I am performing aggregation using kafkaStreams which actually keeps all my aggregated records into a keyValue state store against a specific key which i am generating to uniquely identify that aggregation. I am not using any kafka window for this aggregation. so essentially this method will keep of listening to input data and thus keep on aggregating. Now based on the key, i need to apply different logic to search from the stateStore and move my data downstream.
Kafka's KeyValueStateStore gives me 4 methods viz, all, prefixScan, range and get. Of which based on the key i am generating, i find i can only use all and get.
- if i use get, kafka will internally scan over the complete statestore and give me data for the specific key, so if i have a list of keys, it will iterate over complete statestore for the number of keys in the list.

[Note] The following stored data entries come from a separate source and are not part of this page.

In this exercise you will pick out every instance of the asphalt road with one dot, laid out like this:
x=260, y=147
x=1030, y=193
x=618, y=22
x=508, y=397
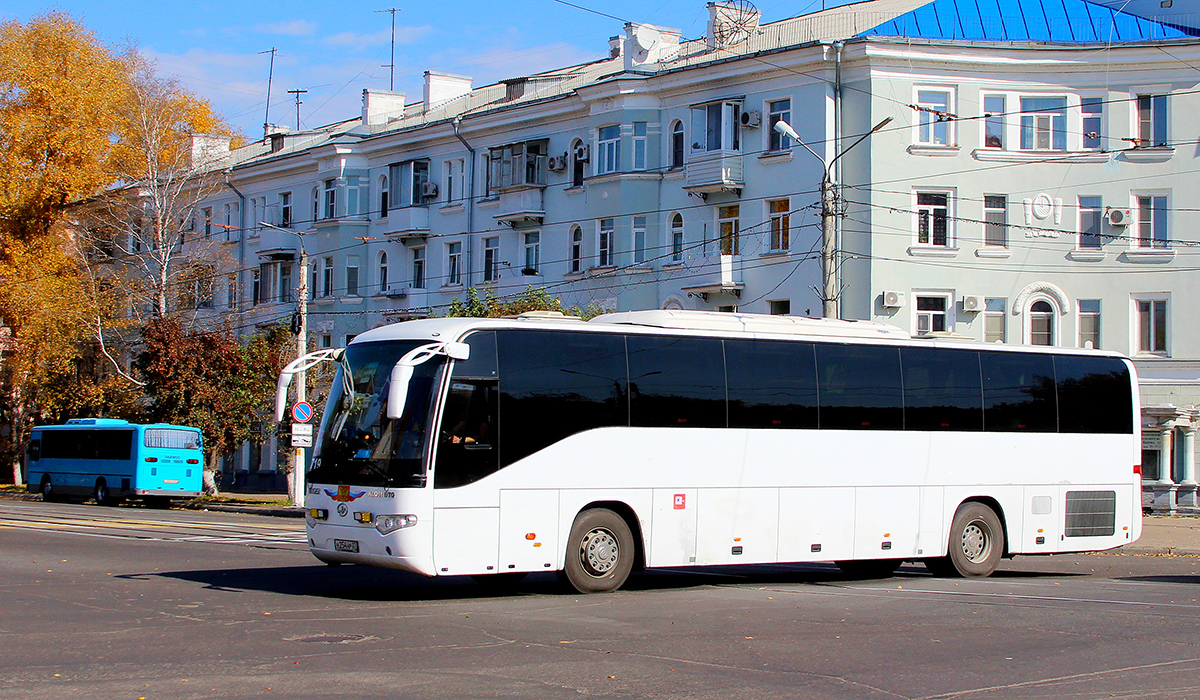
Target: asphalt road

- If I manage to create a regex for my search key, i can use all() and iterate over all data in statestore in a java logic and search for my regex and move downstream. but again it will be a manual iteration over the complete statestore.
P.S. at any point in time my statestore will contain at least a billion records.
Can someone please suggest the best (performance wise) possible way to retrieve data using a key search into kafka keyValue stateStore. or any alternative to the approach is appreciated.
Update: After eviction of data from statestore, i am not deleting it but wish to update it with a flag stating evicted or not. Which can only be possible by having a read/write access to the statestore which is again only available through pipeline as interactive queries give only a read access to the statestore. This is what my knowledge of Kafka limits to. Please help if otherwise.